What’s really under the Baker Tower Construction Zone

By Marguerite Irefin | 9/23/16 10:29am

Baker tower is hands down the most recognizable symbol on campus. As a freshman, Googling pictures of Dartmouth yielded Baker tower, smiling white people and Sperry’s with socks. On the first day of freshman year I anticipated its familiar façade, but alas, it was covered in a giant and probably unnecessarilyexpensive tarp with its picture on it.

That got me thinking: Are they actually renovating the tower? Or is there a whole other project waiting in the wings to be revealed only when the tarp comes down? So, inspired by DJ Khalid telling me not to “play myself,” I decided to come up with some conspiracies to explain what is really under that picture of Baker tower.  So, what could really be under there you ask?

  1. Academic Rigor

Courtesty of Fox via memes.com

Ah, yes, the phrase that has been shoved down every ’20’s throat more than Cabot cheese. It’s such a popular topic on campus (and by on campus I mean in Hanlon’s heart, soul and veins) that there’s no way it’s just an ideology. Odds are, Baker tower is no longer a tower at all, but a giant red neon sign spelling out ACADEMIC RIGOR, flashing into the night, a beacon for lost souls in Hanover and beyond to return to academia.

  1. The Hard Alcohol
Courtesy of NBC via whatgiftoday.tumblr.com

It’s no secret that the hard alcohol ban is real and in effect, but where has the rum all gone? Maybe the tower isn’t a tower at all but a giant tower-shaped bottle filled with all of the hard alcohol that has been confiscated in the last year. Who knows if vodka will flow freely out of the copper top, ending the seemingly endless drought, or if the bottle will serve as a classic “look but do not touch” mechanism.


  1. Ghosts of Frat Stars Past

Some say Dartmouth is trying to pull away from the Greek system, I say they’re secretly planning on paying homage.
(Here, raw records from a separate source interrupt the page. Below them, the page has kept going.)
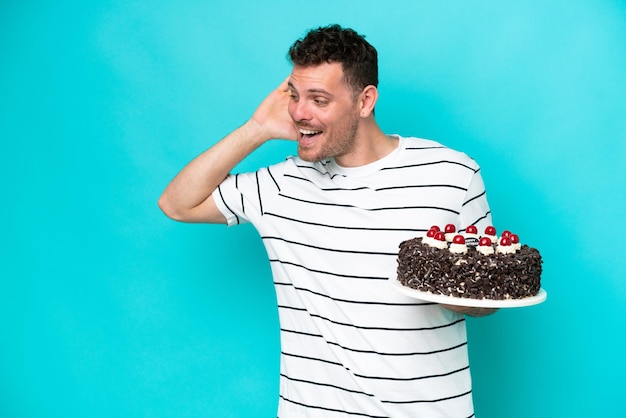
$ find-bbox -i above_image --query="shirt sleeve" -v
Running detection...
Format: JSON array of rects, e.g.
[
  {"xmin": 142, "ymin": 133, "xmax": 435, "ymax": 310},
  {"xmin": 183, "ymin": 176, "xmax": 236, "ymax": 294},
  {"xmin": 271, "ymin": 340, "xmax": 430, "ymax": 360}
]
[{"xmin": 213, "ymin": 164, "xmax": 283, "ymax": 226}]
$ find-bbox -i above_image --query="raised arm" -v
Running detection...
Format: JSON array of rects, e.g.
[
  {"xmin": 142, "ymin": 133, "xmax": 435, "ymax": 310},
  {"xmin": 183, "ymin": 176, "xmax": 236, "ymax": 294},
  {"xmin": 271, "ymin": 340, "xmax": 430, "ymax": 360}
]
[{"xmin": 159, "ymin": 80, "xmax": 296, "ymax": 223}]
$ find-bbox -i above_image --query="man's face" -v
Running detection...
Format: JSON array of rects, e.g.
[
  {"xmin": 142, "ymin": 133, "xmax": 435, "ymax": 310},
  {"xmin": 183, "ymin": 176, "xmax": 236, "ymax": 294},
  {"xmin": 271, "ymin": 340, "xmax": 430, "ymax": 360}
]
[{"xmin": 289, "ymin": 63, "xmax": 360, "ymax": 162}]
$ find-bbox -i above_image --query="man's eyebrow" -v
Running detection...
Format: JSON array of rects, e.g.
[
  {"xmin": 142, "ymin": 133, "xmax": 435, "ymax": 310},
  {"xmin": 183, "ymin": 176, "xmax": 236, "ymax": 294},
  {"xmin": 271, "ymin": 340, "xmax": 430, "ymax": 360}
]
[{"xmin": 287, "ymin": 81, "xmax": 332, "ymax": 96}]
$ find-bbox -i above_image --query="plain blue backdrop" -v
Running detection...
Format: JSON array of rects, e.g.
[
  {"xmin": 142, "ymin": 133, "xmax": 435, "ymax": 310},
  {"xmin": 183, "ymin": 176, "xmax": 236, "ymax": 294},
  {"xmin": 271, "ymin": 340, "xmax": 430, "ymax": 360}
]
[{"xmin": 0, "ymin": 0, "xmax": 626, "ymax": 418}]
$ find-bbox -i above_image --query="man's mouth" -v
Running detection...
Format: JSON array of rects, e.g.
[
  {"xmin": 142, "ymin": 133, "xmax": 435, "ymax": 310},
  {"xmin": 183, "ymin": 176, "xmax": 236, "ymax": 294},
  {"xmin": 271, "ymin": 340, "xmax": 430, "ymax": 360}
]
[{"xmin": 300, "ymin": 128, "xmax": 322, "ymax": 142}]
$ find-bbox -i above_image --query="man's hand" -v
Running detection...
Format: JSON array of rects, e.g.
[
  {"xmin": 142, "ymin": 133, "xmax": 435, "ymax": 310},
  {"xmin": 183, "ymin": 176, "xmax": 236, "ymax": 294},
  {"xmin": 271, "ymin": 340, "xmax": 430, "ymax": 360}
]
[
  {"xmin": 441, "ymin": 305, "xmax": 498, "ymax": 317},
  {"xmin": 251, "ymin": 77, "xmax": 298, "ymax": 141}
]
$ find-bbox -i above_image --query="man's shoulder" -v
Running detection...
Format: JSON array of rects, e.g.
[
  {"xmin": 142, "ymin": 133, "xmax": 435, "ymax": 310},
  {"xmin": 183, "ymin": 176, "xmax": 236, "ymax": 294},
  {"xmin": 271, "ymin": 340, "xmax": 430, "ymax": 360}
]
[{"xmin": 401, "ymin": 137, "xmax": 478, "ymax": 169}]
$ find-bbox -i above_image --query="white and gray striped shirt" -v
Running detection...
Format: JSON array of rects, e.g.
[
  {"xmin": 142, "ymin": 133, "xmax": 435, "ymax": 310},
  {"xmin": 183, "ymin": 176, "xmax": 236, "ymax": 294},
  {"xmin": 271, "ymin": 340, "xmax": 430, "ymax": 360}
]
[{"xmin": 214, "ymin": 137, "xmax": 491, "ymax": 418}]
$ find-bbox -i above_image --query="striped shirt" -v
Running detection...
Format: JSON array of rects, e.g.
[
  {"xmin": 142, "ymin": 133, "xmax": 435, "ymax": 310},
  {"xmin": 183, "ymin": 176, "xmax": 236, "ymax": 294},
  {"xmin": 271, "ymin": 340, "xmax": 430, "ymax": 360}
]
[{"xmin": 213, "ymin": 137, "xmax": 491, "ymax": 418}]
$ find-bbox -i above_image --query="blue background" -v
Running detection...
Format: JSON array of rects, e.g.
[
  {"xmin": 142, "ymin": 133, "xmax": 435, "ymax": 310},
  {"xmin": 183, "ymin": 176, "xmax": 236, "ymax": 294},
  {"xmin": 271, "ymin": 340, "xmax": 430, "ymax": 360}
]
[{"xmin": 0, "ymin": 0, "xmax": 626, "ymax": 418}]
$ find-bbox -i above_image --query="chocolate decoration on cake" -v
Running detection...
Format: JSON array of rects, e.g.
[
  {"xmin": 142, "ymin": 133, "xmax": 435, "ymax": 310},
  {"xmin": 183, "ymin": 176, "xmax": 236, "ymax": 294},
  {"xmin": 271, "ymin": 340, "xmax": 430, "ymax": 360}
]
[{"xmin": 397, "ymin": 225, "xmax": 542, "ymax": 300}]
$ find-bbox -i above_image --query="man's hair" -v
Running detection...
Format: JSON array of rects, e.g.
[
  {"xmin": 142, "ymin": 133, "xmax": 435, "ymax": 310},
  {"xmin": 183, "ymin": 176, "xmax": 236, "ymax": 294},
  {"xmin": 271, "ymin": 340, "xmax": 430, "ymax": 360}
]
[{"xmin": 288, "ymin": 25, "xmax": 378, "ymax": 96}]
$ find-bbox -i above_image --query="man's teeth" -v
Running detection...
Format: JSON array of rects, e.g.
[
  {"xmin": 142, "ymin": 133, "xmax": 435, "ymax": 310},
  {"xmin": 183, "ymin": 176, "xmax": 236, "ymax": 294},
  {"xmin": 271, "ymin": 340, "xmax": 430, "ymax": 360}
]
[{"xmin": 300, "ymin": 129, "xmax": 322, "ymax": 135}]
The renovation of Baker tower is actually a full-fledged project to create a museum for the history of frat stars and econ bros. From famous paddles encased and hanging on the wall to vintage Nantucket ball caps, the museum will cost you $40 to enter (all proceeds go to Keystone Light), and you have to pour out a cup for your favorite brother at the end of the tour.

via youtube.com

At night, the ghosts of bros past will roam the halls, still hanging on to their undying dreams of interning on Wall Street and sinking a throw save. In the arts department hangs the first ever painted pong table, done by Picasso himself. Everything in the museum will be written in ancient Greek, in loving memory of every frat ever that feels the need to make me learn a new language just to know which house is which.
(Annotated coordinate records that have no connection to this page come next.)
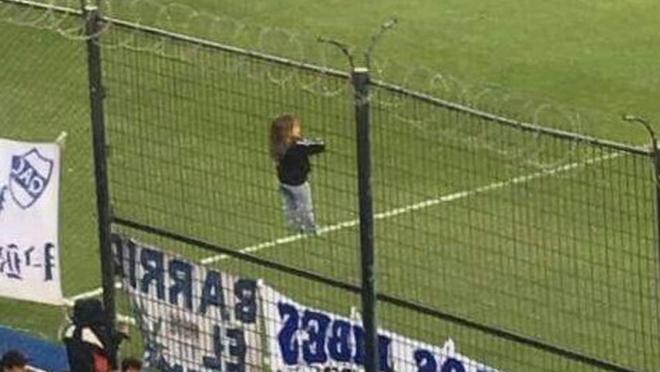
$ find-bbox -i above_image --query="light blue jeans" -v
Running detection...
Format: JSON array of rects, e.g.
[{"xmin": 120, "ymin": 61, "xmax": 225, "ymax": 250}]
[{"xmin": 280, "ymin": 182, "xmax": 316, "ymax": 234}]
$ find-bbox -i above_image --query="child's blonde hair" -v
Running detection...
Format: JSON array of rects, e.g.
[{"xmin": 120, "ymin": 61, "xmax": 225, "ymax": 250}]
[{"xmin": 270, "ymin": 114, "xmax": 300, "ymax": 161}]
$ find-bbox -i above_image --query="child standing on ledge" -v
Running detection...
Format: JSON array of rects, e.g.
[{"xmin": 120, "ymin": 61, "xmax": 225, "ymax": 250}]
[{"xmin": 270, "ymin": 114, "xmax": 325, "ymax": 234}]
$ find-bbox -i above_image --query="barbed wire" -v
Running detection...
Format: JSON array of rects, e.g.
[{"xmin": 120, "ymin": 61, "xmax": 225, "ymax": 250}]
[{"xmin": 0, "ymin": 0, "xmax": 624, "ymax": 168}]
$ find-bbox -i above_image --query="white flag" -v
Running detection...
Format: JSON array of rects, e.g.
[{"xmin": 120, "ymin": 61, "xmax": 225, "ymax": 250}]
[{"xmin": 0, "ymin": 139, "xmax": 64, "ymax": 305}]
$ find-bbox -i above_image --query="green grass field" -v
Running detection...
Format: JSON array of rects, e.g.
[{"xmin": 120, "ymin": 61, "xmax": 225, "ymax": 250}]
[{"xmin": 0, "ymin": 1, "xmax": 660, "ymax": 371}]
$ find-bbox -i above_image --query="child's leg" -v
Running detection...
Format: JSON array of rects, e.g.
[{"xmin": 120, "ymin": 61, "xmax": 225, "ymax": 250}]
[
  {"xmin": 296, "ymin": 182, "xmax": 316, "ymax": 232},
  {"xmin": 280, "ymin": 185, "xmax": 301, "ymax": 231}
]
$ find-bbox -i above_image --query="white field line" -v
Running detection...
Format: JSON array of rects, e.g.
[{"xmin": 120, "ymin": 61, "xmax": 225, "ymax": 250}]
[
  {"xmin": 201, "ymin": 153, "xmax": 621, "ymax": 265},
  {"xmin": 66, "ymin": 153, "xmax": 623, "ymax": 303}
]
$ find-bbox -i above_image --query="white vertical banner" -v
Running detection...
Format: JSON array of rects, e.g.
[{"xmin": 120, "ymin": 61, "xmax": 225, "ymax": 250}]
[
  {"xmin": 113, "ymin": 235, "xmax": 263, "ymax": 372},
  {"xmin": 0, "ymin": 139, "xmax": 64, "ymax": 305}
]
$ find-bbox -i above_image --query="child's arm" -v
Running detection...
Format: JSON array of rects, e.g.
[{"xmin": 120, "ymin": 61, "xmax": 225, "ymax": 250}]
[{"xmin": 296, "ymin": 138, "xmax": 325, "ymax": 155}]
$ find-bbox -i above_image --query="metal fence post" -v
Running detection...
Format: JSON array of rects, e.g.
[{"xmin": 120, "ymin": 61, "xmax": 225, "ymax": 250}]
[
  {"xmin": 351, "ymin": 68, "xmax": 379, "ymax": 372},
  {"xmin": 84, "ymin": 5, "xmax": 117, "ymax": 362}
]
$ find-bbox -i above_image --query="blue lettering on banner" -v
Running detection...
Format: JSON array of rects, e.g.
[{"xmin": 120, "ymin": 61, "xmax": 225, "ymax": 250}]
[
  {"xmin": 0, "ymin": 242, "xmax": 56, "ymax": 282},
  {"xmin": 277, "ymin": 302, "xmax": 394, "ymax": 372},
  {"xmin": 168, "ymin": 260, "xmax": 193, "ymax": 310},
  {"xmin": 203, "ymin": 325, "xmax": 247, "ymax": 372},
  {"xmin": 234, "ymin": 279, "xmax": 257, "ymax": 324},
  {"xmin": 140, "ymin": 249, "xmax": 165, "ymax": 300},
  {"xmin": 199, "ymin": 271, "xmax": 225, "ymax": 314},
  {"xmin": 413, "ymin": 349, "xmax": 492, "ymax": 372}
]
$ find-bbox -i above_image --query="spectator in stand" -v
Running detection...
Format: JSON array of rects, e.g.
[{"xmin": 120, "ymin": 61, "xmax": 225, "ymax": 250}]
[
  {"xmin": 0, "ymin": 350, "xmax": 28, "ymax": 372},
  {"xmin": 121, "ymin": 358, "xmax": 142, "ymax": 372}
]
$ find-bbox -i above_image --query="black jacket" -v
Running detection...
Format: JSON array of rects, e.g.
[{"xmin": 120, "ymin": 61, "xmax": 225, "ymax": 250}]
[
  {"xmin": 63, "ymin": 299, "xmax": 125, "ymax": 372},
  {"xmin": 277, "ymin": 138, "xmax": 325, "ymax": 186}
]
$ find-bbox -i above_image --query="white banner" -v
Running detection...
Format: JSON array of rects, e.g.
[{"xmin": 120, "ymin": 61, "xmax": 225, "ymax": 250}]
[
  {"xmin": 113, "ymin": 235, "xmax": 263, "ymax": 372},
  {"xmin": 0, "ymin": 139, "xmax": 64, "ymax": 305},
  {"xmin": 260, "ymin": 286, "xmax": 495, "ymax": 372}
]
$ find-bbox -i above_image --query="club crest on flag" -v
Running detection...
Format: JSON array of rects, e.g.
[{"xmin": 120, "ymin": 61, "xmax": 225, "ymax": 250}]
[{"xmin": 9, "ymin": 148, "xmax": 53, "ymax": 209}]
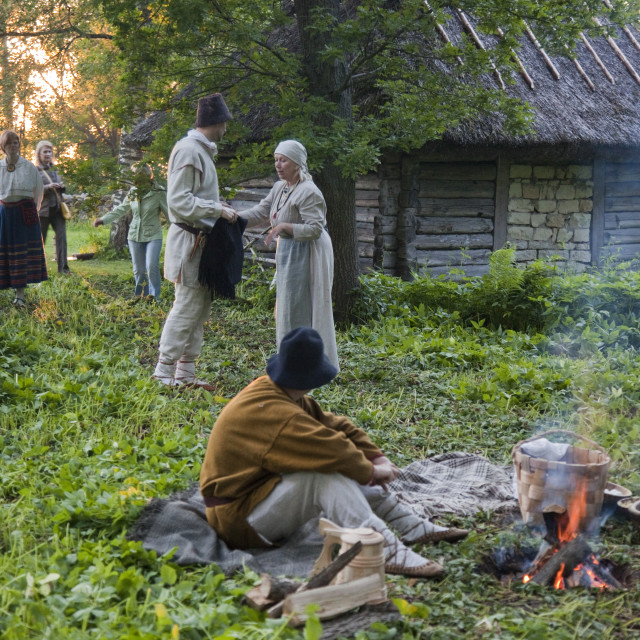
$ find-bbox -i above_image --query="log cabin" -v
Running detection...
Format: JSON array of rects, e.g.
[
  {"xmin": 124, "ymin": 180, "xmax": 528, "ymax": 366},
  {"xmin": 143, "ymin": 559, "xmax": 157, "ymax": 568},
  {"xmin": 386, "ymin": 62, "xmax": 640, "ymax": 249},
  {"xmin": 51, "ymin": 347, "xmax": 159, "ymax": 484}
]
[{"xmin": 124, "ymin": 10, "xmax": 640, "ymax": 279}]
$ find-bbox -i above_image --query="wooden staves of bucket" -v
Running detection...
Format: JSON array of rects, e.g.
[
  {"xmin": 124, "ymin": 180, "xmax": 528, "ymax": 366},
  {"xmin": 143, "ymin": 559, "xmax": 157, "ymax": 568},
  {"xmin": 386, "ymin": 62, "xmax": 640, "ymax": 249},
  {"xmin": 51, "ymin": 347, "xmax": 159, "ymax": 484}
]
[
  {"xmin": 511, "ymin": 429, "xmax": 611, "ymax": 531},
  {"xmin": 283, "ymin": 518, "xmax": 387, "ymax": 626}
]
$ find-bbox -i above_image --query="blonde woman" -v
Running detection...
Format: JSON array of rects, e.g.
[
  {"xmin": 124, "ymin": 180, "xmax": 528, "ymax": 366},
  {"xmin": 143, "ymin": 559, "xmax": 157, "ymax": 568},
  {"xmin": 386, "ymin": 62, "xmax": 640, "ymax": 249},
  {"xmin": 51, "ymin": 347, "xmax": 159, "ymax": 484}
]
[
  {"xmin": 36, "ymin": 140, "xmax": 71, "ymax": 275},
  {"xmin": 0, "ymin": 131, "xmax": 47, "ymax": 308}
]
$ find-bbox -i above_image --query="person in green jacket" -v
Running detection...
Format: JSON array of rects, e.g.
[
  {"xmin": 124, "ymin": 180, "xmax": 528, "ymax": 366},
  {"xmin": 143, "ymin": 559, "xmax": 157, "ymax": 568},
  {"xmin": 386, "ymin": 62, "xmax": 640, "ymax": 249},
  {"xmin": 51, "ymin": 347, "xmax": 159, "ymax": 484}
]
[
  {"xmin": 200, "ymin": 327, "xmax": 468, "ymax": 578},
  {"xmin": 93, "ymin": 164, "xmax": 168, "ymax": 300}
]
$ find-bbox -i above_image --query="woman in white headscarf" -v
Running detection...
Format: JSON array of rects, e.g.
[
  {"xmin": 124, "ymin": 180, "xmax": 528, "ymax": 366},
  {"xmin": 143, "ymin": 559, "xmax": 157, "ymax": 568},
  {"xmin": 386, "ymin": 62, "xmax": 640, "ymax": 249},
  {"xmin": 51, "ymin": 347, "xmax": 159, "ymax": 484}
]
[{"xmin": 240, "ymin": 140, "xmax": 338, "ymax": 367}]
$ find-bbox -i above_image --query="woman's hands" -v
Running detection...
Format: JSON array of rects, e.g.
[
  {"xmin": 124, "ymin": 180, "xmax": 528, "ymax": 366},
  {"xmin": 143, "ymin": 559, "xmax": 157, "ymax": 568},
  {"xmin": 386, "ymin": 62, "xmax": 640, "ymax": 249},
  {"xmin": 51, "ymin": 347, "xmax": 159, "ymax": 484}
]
[
  {"xmin": 264, "ymin": 222, "xmax": 293, "ymax": 245},
  {"xmin": 220, "ymin": 208, "xmax": 238, "ymax": 224}
]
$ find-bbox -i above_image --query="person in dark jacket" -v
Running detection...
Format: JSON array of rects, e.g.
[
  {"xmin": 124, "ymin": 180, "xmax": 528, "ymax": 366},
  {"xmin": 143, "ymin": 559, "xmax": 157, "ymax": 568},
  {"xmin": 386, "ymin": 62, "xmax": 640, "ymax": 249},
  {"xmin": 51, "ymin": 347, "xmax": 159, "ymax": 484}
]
[{"xmin": 36, "ymin": 140, "xmax": 71, "ymax": 274}]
  1. An even smaller event space for “Vanic”

Do you know what desperation looks like? Climbing through the window of a grimy frat house so you can sit under a laser light show that will give you epilepsy that you don’t have, while simultaneously getting your toes broken in a mosh pit and listening to some guy you don’t know DJ songs from a DJ you’ve never heard of. Oh, the things you will do after you attend two dorm parties and realize your life lacks all purpose until after Halloween. Yes, Vanic (or renditions of Vanic brought to you by frat stars with access to Spotify) was a cruel reminder that you are both at the mercy of dry frat events and your social life has reverted back to the middle school dance era. If this is what Dartmouth thinks clean fun looks like, then I’d bet my last dollar that under the Baker Tower tarp is an official “Vanic by people who know what Vanic is and can connect to a sound system” space. Now, not only will the entire crowd of ’20’s be stuffed into a tubular space and forced to share sweat and dying dreams, but they can also grab a refreshing coffee and scone at Kaf.

via cheezburger.com
via cheezburger.com

Whether it’s a small jail for all of the written up ’20’s after wild nights on South Fay’s porch or just a nicer version of the tower, the reveal of Dartmouth’s newest project is sure to be one that is much-anticipated.